Station Operating Expenses. Station operating expenses were $18.4 million for the three months ended March 31, 2003 compared to $17.9 million for the three months ended March 31, 2002, an increase of $0.5 million or 2.8%. The station operating expenses increase was offset by a decrease in barter expense primarily due to the conclusion of the AOL barter agreement in August 2002. To provide better clarity on our station operating expenses, if the non-cash AOL barter expense of $2.5 million is excluded from the prior year quarter ended March 31, 2002 results, pro forma station operating expenses actually increased by $3.0 million or 19.5%. The increase was primarily attributed to expenses related to the start-up stations in Chicago and Los Angeles which began operating on January 6, 2003 and March 1, 2003, respectively. These start-up stations had station operating expenses of $1.0 million. In addition, we granted ICFG a warrant exercisable for an aggregate of 100,000 shares of our Class A common stock with a fair market value of approximately $0.3 million based on the Black-Scholes option pricing model in accordance with SFAS No. 123 Accounting for Stock-Based Compensation. The fair market value of this warrant was recorded as a non-cash programming expense.

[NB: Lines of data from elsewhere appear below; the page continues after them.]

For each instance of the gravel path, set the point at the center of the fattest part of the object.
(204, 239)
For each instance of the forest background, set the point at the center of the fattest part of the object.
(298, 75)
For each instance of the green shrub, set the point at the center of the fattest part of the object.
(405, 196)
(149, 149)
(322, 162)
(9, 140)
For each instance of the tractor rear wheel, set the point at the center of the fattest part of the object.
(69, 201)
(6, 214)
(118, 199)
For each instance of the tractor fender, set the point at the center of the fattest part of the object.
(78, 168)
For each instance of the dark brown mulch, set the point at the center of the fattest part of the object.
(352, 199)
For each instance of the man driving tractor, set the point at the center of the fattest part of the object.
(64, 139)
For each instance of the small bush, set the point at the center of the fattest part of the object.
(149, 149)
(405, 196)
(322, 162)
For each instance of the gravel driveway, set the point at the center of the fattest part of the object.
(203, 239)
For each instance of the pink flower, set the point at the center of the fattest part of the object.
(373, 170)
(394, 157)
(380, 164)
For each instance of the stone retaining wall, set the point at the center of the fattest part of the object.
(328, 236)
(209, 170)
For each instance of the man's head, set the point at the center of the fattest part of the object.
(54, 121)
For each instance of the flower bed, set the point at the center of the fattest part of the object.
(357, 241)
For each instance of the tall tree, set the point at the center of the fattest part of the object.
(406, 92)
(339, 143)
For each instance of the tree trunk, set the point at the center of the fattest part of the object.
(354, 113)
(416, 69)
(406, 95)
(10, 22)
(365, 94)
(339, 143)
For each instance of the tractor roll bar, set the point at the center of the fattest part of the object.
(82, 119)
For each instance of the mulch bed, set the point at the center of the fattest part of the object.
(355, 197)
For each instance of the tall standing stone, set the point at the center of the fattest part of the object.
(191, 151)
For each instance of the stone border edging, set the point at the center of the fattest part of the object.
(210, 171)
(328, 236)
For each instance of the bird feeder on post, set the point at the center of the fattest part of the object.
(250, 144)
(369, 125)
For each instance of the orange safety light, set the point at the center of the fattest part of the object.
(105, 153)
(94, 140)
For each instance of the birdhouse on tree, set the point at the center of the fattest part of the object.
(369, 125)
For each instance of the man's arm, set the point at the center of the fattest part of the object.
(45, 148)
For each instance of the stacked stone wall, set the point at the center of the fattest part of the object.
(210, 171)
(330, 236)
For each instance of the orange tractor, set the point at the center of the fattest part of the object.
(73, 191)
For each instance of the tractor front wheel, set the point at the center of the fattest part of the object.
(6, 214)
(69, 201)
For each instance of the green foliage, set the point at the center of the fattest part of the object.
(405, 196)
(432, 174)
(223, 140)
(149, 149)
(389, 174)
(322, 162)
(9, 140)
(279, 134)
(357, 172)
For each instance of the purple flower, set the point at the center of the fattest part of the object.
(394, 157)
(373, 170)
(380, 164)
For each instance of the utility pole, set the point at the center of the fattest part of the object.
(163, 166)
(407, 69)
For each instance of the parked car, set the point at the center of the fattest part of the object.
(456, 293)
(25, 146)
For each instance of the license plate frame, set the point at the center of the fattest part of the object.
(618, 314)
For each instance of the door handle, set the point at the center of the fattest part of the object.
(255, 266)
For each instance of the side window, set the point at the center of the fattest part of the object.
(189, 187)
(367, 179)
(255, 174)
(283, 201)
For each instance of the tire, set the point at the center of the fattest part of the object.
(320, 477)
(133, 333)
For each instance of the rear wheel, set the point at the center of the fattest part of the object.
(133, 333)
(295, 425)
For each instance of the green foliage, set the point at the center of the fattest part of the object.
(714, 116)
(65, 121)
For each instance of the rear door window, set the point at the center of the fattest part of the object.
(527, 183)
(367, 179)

Station Operating Income. Station operating income was $10.4 million for the three months ended March 31, 2003 compared to $11.0 million for the three months ended March 31, 2002, a decrease of $0.6 million or 5.5%. Our station operating income margin decreased to 36% for the three months ended March 31, 2003 compared to 38% for the three months ended March 31, 2002. Station operating income and margin decreased as a result of the increase in station operating expenses due to the start-up stations and non-cash programming expense related to the warrant issuance.
Corporate Expenses. Corporate expenses were $4.5 million for the three months ended March 31, 2003 compared to $2.9 million for the three months ended March 31, 2002, an increase of $1.6 million or 55.2%. The increase in corporate expenses resulted mainly from an increase in legal and professional fees, as well as insurance, including directors and officers insurance.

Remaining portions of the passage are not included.